No, Ranald, it’s not morbid. But I cannot write about it. I cannot tell you about this, and so I cannot write at all. There are long pauses. I’ll have to go on with it alone. But I must go on.
9
He was waiting for me to-day in the Dark Wood. This shocked and angered me. He is stalking nearer, as if he knew I wasn’t going to the birch gorge. But after a time I must admit he was friendly, attractive, made no direct inroads, could interrupt himself to follow a bird, he was full of variety, like one searching for laughter and play. I am not deceived, but it is difficult to remain unresponsive, not to acknowledge, for example, that there is something in the neatness, the exquisite surety, of the movements of a blue tit
that must at least be acknowledged by the eye. Yet I have got to be careful, for if I give him an inch he will take two. His excuse for being there was characteristically plausible. He did not in so many words apologise for having intruded too often; all the same he made it plain that if his appearance in the vicinity was a nuisance to me then he had come here to assure me that he would withdraw, permanently absent himself, and on the same breath he drew my attention to the song of an invisible chaffinch in a near tree and went on talking of the variety in the song from bird to bird, and finished up by asking if I understood.

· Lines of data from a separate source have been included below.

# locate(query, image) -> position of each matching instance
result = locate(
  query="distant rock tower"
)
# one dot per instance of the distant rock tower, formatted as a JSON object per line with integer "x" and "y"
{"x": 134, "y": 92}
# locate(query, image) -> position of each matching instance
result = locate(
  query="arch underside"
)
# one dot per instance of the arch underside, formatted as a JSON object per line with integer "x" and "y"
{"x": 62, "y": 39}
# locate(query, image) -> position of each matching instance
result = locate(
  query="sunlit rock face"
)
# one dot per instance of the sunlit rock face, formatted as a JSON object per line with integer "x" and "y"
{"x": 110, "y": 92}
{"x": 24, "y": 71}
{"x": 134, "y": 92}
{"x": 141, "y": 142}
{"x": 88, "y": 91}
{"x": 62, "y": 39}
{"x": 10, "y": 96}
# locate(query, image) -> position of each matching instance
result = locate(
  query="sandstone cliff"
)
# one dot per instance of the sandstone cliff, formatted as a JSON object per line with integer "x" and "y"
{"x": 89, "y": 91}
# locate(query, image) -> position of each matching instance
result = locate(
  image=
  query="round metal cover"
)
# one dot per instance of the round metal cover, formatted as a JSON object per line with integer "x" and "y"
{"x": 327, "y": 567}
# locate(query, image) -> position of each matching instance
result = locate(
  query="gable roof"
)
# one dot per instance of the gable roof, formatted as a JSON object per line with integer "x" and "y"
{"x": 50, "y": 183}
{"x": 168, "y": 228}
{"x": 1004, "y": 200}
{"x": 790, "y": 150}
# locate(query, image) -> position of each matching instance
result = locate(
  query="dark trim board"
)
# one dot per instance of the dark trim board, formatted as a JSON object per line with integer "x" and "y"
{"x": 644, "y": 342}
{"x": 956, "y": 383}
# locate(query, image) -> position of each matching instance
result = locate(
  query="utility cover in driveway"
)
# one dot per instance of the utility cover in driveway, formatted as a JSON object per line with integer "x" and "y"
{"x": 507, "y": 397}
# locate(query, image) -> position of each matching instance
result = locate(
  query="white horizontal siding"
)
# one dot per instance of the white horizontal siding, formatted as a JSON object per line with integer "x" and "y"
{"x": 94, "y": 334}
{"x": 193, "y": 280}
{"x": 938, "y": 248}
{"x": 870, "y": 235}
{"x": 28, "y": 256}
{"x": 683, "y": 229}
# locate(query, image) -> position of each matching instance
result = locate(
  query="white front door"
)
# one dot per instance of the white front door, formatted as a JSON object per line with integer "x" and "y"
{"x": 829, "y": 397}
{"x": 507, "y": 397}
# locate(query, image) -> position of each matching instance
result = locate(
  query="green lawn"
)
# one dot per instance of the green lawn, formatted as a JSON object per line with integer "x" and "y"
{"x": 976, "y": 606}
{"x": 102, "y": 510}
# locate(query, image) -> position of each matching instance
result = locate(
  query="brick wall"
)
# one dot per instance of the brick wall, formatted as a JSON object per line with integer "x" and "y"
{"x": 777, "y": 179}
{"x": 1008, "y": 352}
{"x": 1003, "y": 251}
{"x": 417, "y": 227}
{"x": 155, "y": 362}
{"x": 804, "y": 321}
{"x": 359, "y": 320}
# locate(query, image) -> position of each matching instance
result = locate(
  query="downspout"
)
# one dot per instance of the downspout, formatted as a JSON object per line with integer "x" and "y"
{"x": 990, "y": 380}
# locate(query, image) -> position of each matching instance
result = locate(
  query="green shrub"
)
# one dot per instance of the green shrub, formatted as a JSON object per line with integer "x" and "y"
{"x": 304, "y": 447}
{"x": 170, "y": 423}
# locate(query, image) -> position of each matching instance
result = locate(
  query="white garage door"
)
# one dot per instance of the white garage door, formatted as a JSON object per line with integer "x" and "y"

I simply said, listening on my own to the chaffinch: Your presumption of importance, your own importance, is terrific. He glanced at me and laughed. That’s what I like about you, he said. As if I were playing his own game! I could have hit him. I did not stay long. He came out with me to the edge of the wood and stood there watching me go away. I could not mention the meeting to Aunt Phemie.
10
I have seen Adam again. I know this looks like blackbird fascination, the dark sex-unconscious! I can hear the laughter, see Know-all’s face. But I cannot let that put me off. I dreamt of Julie last night. She was alive in a fantastic Eastern place, like a room in a palace—or was it a temple?—swaying from the hips, with the smile, the drug-glitter, in her face, and then somehow in a moment I was looking at a close-up of her face (like my hypnogogic illusion) and I saw the child in her woman’s face, and it was lost; this affected me with an extraordinary sense of terror and with a something of pathos in the terror that I could never describe. Sometimes when I think of Julie my heart could break, and never more so than when I know of her dodges and cunning. I know them as I know the branches of a tree. The polite word we used was amoral (our complacency, or insufferable superiority, in the use of such words often now makes me squirm. O God, the bone-dry deathly rattle of them, the emptiness!). The awful thing is that I see the pattern of her behaviour with a clearness, a certainty, that no ordinary moral behaviour pattern ever possesses. Know-all said she demonstrated the irrational. Even writing that last sentence blinded me. But why go on about it, for the terrible fact is that I can foretell with an appalling logic, rationality, what Julie will do at any time. She is like the something given in mathematics (that strange word which haunted the subject for me in school days). Know-all is an intellectual leper.